In a show of mercy, the apex court on Tuesday asked a five-judge Constitution Bench to hear a slew of curative petitions seeking the re-examination of its verdict criminalising sexual intercourse between consenting adults belonging to the same sex, under Section 377 of the Indian Penal Code. To the uninitiated, a curative petition is the last resort for redressal of grievances against a particular verdict. In December 2013, the Supreme Court overturned a 2009 Delhi High Court ruling that decriminalised homosexual acts between consenting adults. In the following month, the apex court dismissed a slew of review petitions against its ruling. Even the Centre had filed a review petition against the apex court verdict, in their bid to “avoid grave miscarriage of justice to thousands” and said the judgment “suffers from errors”. Suffice to say, Section 377 should have no place in a democracy like ours.  It is a colonial-era law that criminalises all penile-non-vaginal sexual acts in the garb of prohibiting “unnatural offences”. Although it applies to both heterosexual and homosexual persons, only homosexual men and transgender persons are targeted. The law is rooted in the Judeo-Christian religious morality that abhorred non-procreative sex. Lacking a precise definition, Section 377 became subject to varied judicial interpretation over the years. As a result, it has been used as a tool by the police to harass, extort and blackmail homosexuals and transgenders, and prevent them from seeking legal protection from violence; for fear that they would themselves be penalised under the law. The stigma and prejudice continue to perpetuate a culture of silence around homosexuality, which results in denial and rejection at home along with discrimination in workplaces and public spaces.  The Delhi High Court decision in 2009 had decriminalised adult consensual sexual acts in private had opened up an era of freedom and dignity for sexual minorities, while the judgment of the December 2013 apex court verdict brought back the period of fear and distrust amongst them. The sense of fear and distrust remains because, after the Delhi High Court verdict, many homosexuals had come out in the open. 

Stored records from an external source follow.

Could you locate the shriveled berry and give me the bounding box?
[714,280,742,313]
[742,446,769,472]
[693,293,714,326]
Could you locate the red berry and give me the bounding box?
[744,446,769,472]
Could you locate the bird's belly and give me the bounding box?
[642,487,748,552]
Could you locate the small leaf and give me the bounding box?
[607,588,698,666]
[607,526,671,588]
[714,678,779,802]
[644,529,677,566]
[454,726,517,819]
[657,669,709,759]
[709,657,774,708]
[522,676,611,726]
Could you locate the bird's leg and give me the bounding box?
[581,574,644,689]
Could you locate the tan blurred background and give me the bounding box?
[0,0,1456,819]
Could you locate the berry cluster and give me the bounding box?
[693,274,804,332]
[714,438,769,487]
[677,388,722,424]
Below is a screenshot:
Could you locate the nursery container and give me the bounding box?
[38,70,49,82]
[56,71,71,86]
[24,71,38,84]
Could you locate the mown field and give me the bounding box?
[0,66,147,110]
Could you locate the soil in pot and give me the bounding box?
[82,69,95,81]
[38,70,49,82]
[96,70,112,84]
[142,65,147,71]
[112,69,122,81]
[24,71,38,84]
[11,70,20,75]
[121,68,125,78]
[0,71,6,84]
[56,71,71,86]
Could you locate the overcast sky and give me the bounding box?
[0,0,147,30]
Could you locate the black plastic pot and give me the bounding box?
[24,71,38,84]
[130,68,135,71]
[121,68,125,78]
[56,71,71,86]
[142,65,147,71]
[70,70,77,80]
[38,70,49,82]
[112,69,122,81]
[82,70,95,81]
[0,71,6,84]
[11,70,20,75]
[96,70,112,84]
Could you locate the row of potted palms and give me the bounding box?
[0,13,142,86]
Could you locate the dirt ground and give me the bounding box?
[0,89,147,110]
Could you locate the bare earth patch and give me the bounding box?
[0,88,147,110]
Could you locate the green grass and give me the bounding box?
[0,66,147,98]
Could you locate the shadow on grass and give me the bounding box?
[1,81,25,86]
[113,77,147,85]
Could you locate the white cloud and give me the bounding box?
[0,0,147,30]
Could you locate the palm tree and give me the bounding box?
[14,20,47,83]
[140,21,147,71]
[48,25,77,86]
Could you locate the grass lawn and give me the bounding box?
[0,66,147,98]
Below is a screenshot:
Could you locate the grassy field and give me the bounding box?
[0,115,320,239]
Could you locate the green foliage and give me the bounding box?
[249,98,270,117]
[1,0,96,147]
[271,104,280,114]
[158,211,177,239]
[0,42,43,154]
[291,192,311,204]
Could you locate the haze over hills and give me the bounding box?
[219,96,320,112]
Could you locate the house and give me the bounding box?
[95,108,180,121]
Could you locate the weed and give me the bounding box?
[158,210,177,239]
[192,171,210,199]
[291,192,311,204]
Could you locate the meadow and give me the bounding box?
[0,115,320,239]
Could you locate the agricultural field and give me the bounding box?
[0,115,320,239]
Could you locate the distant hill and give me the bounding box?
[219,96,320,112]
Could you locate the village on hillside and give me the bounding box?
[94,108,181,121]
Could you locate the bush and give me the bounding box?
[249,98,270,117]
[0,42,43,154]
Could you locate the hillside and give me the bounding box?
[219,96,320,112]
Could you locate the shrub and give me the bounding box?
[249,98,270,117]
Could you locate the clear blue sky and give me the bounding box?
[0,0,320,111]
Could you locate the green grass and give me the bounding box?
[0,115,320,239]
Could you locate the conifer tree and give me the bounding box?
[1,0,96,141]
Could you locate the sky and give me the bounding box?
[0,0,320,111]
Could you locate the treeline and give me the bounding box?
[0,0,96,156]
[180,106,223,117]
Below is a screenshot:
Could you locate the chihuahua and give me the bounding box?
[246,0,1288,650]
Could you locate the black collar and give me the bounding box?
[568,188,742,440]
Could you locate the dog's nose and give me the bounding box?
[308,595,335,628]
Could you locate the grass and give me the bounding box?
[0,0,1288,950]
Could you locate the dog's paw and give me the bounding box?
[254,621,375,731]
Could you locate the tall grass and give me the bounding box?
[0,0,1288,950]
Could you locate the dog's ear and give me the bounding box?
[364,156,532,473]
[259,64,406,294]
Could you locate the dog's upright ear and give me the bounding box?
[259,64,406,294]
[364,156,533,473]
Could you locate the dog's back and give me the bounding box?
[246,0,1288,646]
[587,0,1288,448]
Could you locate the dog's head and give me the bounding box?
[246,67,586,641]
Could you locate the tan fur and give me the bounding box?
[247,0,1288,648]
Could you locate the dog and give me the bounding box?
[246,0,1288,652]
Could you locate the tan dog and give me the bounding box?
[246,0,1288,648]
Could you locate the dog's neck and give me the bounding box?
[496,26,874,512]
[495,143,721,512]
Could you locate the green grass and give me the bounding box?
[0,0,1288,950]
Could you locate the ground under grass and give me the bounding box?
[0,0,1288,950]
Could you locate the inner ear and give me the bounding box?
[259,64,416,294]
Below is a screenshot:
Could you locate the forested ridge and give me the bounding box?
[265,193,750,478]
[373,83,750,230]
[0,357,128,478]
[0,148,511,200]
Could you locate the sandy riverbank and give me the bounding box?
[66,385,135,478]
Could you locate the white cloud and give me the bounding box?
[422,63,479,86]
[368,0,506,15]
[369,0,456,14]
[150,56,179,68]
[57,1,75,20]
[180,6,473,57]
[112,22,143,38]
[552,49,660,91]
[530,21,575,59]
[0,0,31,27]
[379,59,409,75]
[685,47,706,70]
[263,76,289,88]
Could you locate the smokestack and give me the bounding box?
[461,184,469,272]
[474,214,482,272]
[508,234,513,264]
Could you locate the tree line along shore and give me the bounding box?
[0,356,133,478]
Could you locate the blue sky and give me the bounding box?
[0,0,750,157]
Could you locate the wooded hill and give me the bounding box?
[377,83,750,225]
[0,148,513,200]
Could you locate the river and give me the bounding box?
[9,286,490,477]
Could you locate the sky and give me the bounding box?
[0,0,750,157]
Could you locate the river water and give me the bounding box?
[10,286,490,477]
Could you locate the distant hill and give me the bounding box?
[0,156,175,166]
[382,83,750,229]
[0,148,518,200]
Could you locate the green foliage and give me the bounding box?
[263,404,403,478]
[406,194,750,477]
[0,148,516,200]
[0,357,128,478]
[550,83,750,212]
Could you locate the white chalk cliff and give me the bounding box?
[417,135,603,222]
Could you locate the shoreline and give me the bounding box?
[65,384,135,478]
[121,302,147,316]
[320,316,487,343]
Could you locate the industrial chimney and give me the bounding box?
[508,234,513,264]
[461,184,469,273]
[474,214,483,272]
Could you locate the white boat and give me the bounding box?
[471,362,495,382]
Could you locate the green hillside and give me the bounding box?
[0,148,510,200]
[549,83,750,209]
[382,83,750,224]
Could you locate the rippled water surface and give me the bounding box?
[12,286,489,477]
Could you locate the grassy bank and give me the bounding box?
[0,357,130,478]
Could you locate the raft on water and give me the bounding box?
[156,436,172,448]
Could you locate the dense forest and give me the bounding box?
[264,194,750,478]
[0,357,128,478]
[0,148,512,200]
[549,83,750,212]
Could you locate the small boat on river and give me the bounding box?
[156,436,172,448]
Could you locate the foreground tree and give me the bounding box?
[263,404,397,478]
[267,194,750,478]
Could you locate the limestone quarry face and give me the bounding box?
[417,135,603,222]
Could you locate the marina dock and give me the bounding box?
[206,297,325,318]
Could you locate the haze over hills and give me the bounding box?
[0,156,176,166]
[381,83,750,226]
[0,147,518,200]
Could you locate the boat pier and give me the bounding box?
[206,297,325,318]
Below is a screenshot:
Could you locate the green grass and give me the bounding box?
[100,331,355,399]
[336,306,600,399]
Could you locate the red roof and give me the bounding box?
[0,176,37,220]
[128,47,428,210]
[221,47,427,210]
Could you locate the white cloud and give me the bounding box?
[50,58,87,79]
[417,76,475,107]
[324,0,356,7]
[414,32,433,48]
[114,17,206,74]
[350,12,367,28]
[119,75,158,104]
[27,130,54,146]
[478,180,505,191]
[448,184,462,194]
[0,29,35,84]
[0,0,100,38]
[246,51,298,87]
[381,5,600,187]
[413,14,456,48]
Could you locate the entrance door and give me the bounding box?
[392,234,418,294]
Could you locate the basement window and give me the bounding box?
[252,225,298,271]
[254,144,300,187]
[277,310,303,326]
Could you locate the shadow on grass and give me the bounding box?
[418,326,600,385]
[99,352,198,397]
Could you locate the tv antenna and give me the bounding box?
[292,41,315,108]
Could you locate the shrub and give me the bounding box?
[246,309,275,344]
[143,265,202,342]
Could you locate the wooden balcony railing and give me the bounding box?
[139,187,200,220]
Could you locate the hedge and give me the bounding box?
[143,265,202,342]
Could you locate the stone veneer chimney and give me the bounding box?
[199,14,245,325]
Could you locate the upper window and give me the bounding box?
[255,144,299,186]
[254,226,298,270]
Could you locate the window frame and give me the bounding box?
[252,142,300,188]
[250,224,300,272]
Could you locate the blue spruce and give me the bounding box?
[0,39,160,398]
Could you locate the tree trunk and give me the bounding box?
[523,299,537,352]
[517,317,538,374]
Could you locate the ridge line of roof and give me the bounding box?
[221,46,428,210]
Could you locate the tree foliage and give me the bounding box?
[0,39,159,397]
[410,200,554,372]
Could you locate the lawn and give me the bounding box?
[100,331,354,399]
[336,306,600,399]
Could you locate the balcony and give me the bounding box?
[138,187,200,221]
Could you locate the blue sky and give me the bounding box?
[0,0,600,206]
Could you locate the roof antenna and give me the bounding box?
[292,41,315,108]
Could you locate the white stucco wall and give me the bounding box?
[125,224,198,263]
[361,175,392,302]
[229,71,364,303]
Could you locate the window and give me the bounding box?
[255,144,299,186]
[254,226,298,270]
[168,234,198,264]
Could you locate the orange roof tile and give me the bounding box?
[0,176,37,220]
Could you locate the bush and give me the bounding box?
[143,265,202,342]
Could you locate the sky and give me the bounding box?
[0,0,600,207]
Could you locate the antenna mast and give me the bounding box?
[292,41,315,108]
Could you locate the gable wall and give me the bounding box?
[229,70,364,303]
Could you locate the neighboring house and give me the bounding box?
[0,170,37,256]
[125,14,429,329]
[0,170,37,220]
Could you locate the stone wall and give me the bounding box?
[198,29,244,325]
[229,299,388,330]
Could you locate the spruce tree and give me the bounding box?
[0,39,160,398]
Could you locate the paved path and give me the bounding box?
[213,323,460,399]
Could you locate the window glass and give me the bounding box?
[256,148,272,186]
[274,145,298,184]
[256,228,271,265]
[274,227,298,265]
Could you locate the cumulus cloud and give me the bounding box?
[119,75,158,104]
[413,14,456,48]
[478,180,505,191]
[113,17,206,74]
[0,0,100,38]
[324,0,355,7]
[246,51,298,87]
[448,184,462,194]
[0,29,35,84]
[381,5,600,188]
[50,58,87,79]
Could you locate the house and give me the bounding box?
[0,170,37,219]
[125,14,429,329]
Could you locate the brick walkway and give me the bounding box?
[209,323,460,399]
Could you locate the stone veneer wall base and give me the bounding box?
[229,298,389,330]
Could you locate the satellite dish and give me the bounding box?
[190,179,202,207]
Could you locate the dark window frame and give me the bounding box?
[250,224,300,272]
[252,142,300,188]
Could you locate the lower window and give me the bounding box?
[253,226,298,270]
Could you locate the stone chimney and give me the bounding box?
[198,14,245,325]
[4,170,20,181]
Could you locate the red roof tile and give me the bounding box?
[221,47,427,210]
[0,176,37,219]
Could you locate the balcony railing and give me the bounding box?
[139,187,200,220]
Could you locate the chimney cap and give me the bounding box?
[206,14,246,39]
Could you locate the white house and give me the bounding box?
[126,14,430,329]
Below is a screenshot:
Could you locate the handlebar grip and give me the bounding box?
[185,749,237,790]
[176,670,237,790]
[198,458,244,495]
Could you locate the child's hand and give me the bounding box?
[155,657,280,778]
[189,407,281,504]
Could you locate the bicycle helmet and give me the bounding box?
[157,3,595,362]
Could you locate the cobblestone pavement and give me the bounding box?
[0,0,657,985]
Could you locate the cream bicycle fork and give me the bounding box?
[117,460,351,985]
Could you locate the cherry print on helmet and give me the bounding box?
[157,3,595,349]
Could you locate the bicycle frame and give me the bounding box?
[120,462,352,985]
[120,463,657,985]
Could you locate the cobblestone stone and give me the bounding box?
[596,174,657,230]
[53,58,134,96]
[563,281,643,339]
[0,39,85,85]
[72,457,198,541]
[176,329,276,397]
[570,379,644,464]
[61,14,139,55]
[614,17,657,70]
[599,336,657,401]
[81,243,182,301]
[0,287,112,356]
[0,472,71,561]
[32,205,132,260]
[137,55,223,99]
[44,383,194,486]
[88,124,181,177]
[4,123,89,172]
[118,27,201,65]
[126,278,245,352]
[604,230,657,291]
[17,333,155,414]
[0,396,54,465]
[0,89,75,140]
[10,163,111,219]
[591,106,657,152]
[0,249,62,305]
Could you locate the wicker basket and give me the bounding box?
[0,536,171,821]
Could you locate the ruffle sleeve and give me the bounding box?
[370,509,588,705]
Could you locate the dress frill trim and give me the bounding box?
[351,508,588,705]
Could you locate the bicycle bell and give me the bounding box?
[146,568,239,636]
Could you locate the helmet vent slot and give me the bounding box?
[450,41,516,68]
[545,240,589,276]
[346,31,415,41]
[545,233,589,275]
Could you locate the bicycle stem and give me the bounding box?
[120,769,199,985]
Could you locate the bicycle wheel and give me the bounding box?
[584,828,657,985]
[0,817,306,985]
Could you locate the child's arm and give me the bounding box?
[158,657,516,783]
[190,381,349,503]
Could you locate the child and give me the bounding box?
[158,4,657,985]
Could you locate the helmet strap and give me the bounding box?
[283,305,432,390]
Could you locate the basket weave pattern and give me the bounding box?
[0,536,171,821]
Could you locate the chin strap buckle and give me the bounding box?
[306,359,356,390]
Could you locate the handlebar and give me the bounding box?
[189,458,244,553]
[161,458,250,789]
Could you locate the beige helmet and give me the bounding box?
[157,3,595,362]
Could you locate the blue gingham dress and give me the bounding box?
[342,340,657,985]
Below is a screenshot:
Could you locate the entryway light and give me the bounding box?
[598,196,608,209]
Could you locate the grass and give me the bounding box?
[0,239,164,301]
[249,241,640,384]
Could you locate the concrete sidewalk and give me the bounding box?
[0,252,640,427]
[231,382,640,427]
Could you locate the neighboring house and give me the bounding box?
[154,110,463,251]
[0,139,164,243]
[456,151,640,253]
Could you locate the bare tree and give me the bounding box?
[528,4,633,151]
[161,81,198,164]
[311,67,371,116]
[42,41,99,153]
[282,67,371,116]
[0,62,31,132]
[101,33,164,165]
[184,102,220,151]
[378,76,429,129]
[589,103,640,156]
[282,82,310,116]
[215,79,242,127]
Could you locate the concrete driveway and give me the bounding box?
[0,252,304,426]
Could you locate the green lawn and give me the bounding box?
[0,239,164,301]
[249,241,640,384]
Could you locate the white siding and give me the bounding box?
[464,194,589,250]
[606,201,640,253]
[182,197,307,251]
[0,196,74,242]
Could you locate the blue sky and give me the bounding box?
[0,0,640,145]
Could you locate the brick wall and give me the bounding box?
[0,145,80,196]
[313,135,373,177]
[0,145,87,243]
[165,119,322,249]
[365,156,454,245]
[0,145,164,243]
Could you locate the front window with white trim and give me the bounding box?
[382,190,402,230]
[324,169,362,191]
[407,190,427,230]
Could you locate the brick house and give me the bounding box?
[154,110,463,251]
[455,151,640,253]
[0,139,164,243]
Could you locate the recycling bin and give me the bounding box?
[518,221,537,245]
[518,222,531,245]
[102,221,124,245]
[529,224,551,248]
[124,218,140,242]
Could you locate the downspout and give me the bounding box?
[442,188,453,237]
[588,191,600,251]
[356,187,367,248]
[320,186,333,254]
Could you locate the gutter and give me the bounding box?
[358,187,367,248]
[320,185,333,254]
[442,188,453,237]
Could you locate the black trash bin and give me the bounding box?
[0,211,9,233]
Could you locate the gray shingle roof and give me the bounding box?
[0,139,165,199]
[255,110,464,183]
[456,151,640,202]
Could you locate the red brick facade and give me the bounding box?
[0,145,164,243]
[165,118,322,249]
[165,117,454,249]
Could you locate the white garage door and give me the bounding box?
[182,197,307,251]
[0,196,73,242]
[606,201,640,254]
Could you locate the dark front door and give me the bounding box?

The decision of the apex court in the Suresh Kumar Kaushal vs Naz Foundation case, which had overturned the Delhi High Court order, was an unconscionable blow to a community’s right to equality and freedom from discrimination, harassment and violence, leaving many citizens of the LGBT community at the mercy of a retrograde law once again. Moreover, the December 2013 verdict goes against its very own notion of fundamental rights, especially the idea that equality and dignity cannot be denied to any section of society. Suffice to say, the latest challenge against the December 2013 verdict comes at a time when India’s legal system has taken a considerably progressive route when it comes to questions surrounding sexual orientation and gender identity. In 2014, the apex court had recognised the “third gender”, which does not depend on medical examination or certification but on self-identification. It was a watershed moment in India’s march towards enshrining sexual and gender rights. The verdict, which had given a legal stamp on the rights of transgenders and hijras, among others, had gone some way to ensure equality and bring in a semblance of social parity for the traditionally discriminated sexual minorities. Evoking Articles 14 and 15 (equality and non-discrimination), 19 (fundamental freedoms) and 21 (right to life) of the Constitution to argue that transgenders are entitled to every right that is provided by the government, the verdict had essentially made gender and sexual identity free of external markers and taxonomic repertoire, thus acknowledging the vagueness of gender and sexual expressions. By the standards of these very provisions in the Constitution, the apex court must overturn. Section 377.